Les maires sont régulièrement confrontés à la problématique. L’État pousse la mise en place de chartes locales après concertation sous l’égide des préfets.
La question de l’exposition aux pesticides se pose également par la nourriture. L’association Générations Futures a publié son rapport annuel sur les résidus de pesticides détectés dans les fruits et légumes non bio vendus en France, le 15 décembre. Le constat reste inquiétant : « L'analyse de 1912 échantillons de 29 types d'aliments différents montre que 61% des échantillons présentent au moins un résidu de pesticide détecté. Les fruits sont particulièrement touchés avec 78% d'échantillons concernés, contre 53% pour les légumes et 50% pour les céréales.
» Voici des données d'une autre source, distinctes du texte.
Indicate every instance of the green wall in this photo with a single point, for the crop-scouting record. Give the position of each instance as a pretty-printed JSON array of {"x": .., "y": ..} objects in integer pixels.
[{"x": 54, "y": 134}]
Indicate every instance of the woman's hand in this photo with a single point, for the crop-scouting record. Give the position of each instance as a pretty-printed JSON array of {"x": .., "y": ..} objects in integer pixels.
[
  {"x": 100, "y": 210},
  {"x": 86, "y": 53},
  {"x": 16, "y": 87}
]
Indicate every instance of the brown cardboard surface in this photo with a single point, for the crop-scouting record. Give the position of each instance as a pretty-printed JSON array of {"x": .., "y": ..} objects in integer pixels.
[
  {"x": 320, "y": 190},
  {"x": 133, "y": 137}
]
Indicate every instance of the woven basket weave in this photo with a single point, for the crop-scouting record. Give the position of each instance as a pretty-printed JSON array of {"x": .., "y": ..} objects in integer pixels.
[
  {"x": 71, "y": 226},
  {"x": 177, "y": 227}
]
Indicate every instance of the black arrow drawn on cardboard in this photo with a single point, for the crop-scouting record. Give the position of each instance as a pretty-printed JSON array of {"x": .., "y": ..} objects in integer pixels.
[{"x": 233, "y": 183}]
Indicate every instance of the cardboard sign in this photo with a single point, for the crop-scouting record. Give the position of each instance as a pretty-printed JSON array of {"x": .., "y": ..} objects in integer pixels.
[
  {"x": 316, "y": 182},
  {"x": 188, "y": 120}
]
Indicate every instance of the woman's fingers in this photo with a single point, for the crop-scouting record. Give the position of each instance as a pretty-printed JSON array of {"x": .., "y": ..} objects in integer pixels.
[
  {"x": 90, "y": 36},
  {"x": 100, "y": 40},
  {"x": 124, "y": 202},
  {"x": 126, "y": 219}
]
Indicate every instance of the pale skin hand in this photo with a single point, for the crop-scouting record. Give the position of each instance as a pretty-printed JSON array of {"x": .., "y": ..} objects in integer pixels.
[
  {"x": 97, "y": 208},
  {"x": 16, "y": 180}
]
Parmi les plus touchés : 98 % des cerises, 94 % des raisins et 93 % des fraises contiennent au moins un résidu détecté », révèle l’association.
La qualité de l’eau distribuée, elle, provoque des sueurs froides à un certain nombre d’élus dont les communes sont concernées par des pollutions aux polluants éternels, PFAS. Dans sa proposition de simplification sur la sécurité alimentaire et l’alimentation animale, la Commission européenne souhaitait toutefois alléger les contraintes sur l’emploi des pesticides. Le 16 décembre, elle a amendé un peu sa position, sans convaincre pour autant les anti-pesticides.